FOUR Slovak judges, Miroslav Gavalec, Zuzana Ďurišová, Elena Berthotyová and Peter Paluda, have lodged a complaint with the European Court of Human Rights in Strasbourg challenging the election of Slovakia’s Supreme Court President, Štefan Harabin. The text of their submission was published on the website www.sudcovia.sk, the SITA newswire reported.
The Judicial Council, the supreme self-governing body of Slovakia’s judiciary, elected Harabin, a former justice minister, to the post of Supreme Court president in June 2009. While justice minister Harabin, who was previously a Supreme Court judge, had his judicial functions suspended. The four judges claim that because Harabin was serving as a minister he was not entitled to seek the post of Supreme Court president, as he was not a Supreme Court judge at the time of the election. According to Slovak law, only a judge of the Supreme Court can be elected to be its president.

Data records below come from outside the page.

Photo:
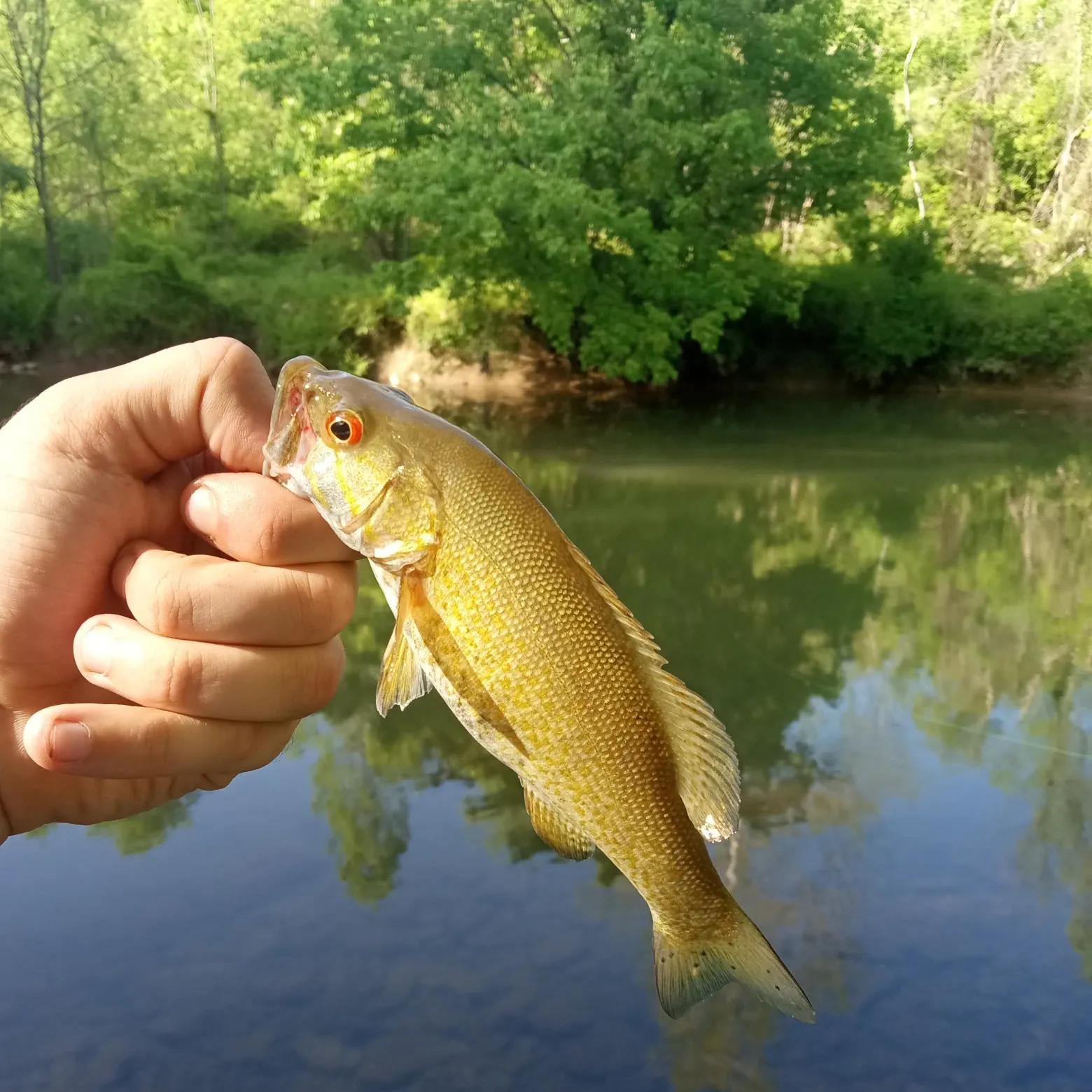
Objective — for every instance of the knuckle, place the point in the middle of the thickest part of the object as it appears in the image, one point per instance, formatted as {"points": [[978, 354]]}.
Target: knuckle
{"points": [[327, 600], [343, 585], [270, 536], [156, 743], [173, 608], [329, 663], [262, 743], [179, 680]]}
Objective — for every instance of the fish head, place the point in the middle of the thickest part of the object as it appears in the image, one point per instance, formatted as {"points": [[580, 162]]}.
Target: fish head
{"points": [[335, 440]]}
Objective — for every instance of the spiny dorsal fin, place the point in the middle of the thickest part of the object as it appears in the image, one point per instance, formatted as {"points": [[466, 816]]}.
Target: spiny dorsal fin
{"points": [[556, 829], [704, 756]]}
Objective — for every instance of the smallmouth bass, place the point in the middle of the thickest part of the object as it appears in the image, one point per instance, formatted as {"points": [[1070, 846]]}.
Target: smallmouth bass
{"points": [[538, 659]]}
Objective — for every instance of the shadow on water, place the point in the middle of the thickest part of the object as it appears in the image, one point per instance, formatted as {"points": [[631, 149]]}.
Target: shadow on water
{"points": [[846, 606]]}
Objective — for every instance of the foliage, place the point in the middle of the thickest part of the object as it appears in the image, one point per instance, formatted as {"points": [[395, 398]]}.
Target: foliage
{"points": [[25, 296], [144, 298], [653, 189], [612, 158]]}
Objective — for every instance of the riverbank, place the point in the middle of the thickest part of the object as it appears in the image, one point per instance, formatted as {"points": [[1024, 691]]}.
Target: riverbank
{"points": [[532, 374]]}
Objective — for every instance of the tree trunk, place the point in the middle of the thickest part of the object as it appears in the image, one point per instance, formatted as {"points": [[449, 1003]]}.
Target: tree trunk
{"points": [[29, 34]]}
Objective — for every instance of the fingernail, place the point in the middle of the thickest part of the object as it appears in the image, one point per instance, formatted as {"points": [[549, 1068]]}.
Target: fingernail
{"points": [[97, 650], [201, 510], [69, 742]]}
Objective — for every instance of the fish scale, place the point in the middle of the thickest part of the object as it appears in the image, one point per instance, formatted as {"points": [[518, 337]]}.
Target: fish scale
{"points": [[538, 659]]}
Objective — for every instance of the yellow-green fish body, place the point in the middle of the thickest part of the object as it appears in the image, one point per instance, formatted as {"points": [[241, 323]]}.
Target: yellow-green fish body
{"points": [[538, 659]]}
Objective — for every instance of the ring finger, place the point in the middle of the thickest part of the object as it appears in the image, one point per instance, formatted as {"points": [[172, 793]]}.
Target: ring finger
{"points": [[202, 598], [130, 742], [222, 682]]}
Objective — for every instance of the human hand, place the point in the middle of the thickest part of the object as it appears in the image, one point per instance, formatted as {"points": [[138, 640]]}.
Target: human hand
{"points": [[136, 663]]}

Moreover, the four judges state that Harabin, as justice minister, could have directly influenced the careers of some members of the Judicial Council which thus endangered the independence of their decision-making in the voting.
Similar claims are currently before Slovakia’s Constitutional Court. On January 12 the head of the Office of the Constitutional Court told the TASR newswire that delays in taking up the case are due to objections raised by the four judges against judges sitting on the Constitutional Court.
The four judges have objected that a member of the senate and a reporting judge are allegedly good friends with Harabin, TASR wrote.